Lo demuestra el hecho de que tras diez años de vértigo, ha tenido que enfrentarse a diversos problemas y retos: una Corona dañada en su reputación, una crisis política, social y económica de envergadura y los pactos del presidente Sánchez que han dejado la gobernabilidad de España en manos de partidos independentistas.
Durante todo este tiempo, ha demostrado ser una persona conocedora de las circunstancias políticas de su tiempo, con altura de miras, visión de Estado y vocación de servicio público. De manera recurrente en sus discursos se ha referido a los jóvenes, consciente de que el futuro de la institución pasa por su capacidad de legitimarse ante las nuevas generaciones. Estos mensajes parecen haber calado en la opinión pública, ya que, según una encuesta de SocioMétrica para El Español, el 53,5% de los españoles valora “bien” o “muy bien” su reinado y le otorga una calificación de 6,8 sobre 10.
En cuanto al papel actual de la monarquía, se ha observado un interés por comprender cómo puede jugar un papel relevante y adaptarse a las demandas contemporáneas de una sociedad en evolución.
Buena parte de las mejores y más modernas democracias del mundo son monarquías parlamentarias, lo que ha llevado a la asociación de derechos humanos, Freedom House, a afirmar que es más probable que una democracia sea de calidad si es monarquía que si es república.
Se asegura con frecuencia que las monarquías tienen un alto coste presupuestario, pero los datos no avalan esa afirmación. Baste poner como ejemplo que la jefatura de Estado de Francia es 10 veces más cara que la Corona española, que cuenta con un presupuesto que apenas supera los 8 millones de euros.

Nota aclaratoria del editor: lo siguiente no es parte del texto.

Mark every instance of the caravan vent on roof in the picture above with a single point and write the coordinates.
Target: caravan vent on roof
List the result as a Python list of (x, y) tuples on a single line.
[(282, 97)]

El hecho de que el jefe del Estado sea hereditario, garantiza su independencia y al colocarse por encima de cualquier grupo, partido o territorio, se configura como el mejor y más eficiente símbolo de unidad.
Aunque a veces se discute la legitimidad de origen de la Corona, hay que afirmar con rotundidad que tiene la misma que tendría una república, pues ha sido votada y aceptada mayoritariamente en un referéndum constitucional. Los españoles tenemos monarquía porque así lo quisimos, no porque nadie nos lo impusiera, y tiene por tanto, la misma legitimidad que el Estado autonómico, el concierto vasco o navarro, o el plurilingüismo. Una pieza más de nuestro pacto político que, si se revisara, tendría que revisarse en su conjunto.
No es el sistema perfecto pero es el mejor posible. Así, mientras los políticos piensan siempre en las próximas elecciones, la Monarquía lo hace en las próximas generaciones. Asimismo, el Rey es el diputado de todos: los que votan a unos, los que votan a otros y los que no votan.
Cumplidos diez años de su coronación, lo que toca es defender al Rey, apoyarlo y desearle larga vida y fructífero mandato, en defensa propia y en beneficio de todos. Porque en su rectitud está la esperanza.